Tiba-tiba suara ummi menghentak pikirannya. Sabrina hadir dengan dua buah nampan mangkuk Pokat dengan siraman santan berikut fresh water. Alvira yang sibuk mempraktikan ilmu menulis kaligtafi dari Igo dengan serius sejenak meletakan kuas melukisnya di nampan kecil.
"Ummi, kaget Vira lo."
Sambil senyum dia memegang dada dan membulatkan mata hitamnya. Persis seperti Septian Dwi Cahyo, dalam lakon pantomimnya "Menjadi Nyata."
Sabrina tergelak melihatnya.
"Dugh segitunya. Hampir lompat tuh biji mata anak ummi." Sabrina menimpali. Mereka tertawa. Sabrina segera memberi mangkuk pokat santan pada Alvira. Ia juga bergerak mengambil coklat leleh disudut meja yang sebelumnya beberapa jam tadi telah ia racik sebagai topping pengganan siang ini.
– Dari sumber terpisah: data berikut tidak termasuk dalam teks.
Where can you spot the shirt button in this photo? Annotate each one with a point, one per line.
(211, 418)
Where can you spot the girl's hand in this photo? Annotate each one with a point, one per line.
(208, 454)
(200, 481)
"Ahad tanpa abi, sudah hampir ke 12 pekan ya ummi." Hampir berbisik suara Alvira. Ia takut gumamannya malah membuat Sabrina menetes air mata.Namun sebaliknya Sabrina malah menguatkannya. Alvira tertegun.
"Nak, ummi berharap Alvira tidak akan pernah sesedih yang ummi rasa. Alvira tetap disayang abi. Ummi yakin. Bisa kok nanti kita atur liburan bareng lagi. Sabar ya nak. Allah mungkin akan memberi banyak waktu untuk ummi dan Alvira makin saling menyayangi, makin kompak, setuju?" Lembut suara Sabrina meminta penguatan Alvira.
Alvira membalas dengan menggangguk mantap.
***
Sabrina & Dhani mulai saling tidak nyaman. Persis seperti nonton film laga, keduanya nampak tegang menonton salah satu adegan puncak. Bedcover yang sengaja dipindahkan dari dalam kamar ke ruang tamu, untuk sekedar menjadi tempat bagi mereka untuk saling bermanja-manja, Alvira sudah tidur pulas sejam lalu sembari menikmati movie night tak mampu menghadirkan kehangatan di antara mereka. Beberapa camilan kering dan softdrink rasa kola tidak tersentuh sama sekali.
Mata Dhani menatap ke layar TV Plasma yang terhubung dengan DVD player memutar film kesayangan mereka sewaktu masih pacaran If Only. Lebih tepatnya film itu kesukaan Sabrina. Namun hati laki-laki itu tidak merasa tenang, wajahnya gelisah. Kepala Sabrina menyusup di antara leher dan dagu suaminya. Rebah di dada lelaki yang sekarang ini sudah di rasa jarang menemuinya, entah kesibukan kerja, atau sibuk mengurus persiapan kelahiran anaknya dari rahim Maryam yang sudah usia 8 bulan. Gesture Sabrina terlihat resah, seperti resahnya seorang perempuan sebab lama berpisah dengan seorang suami.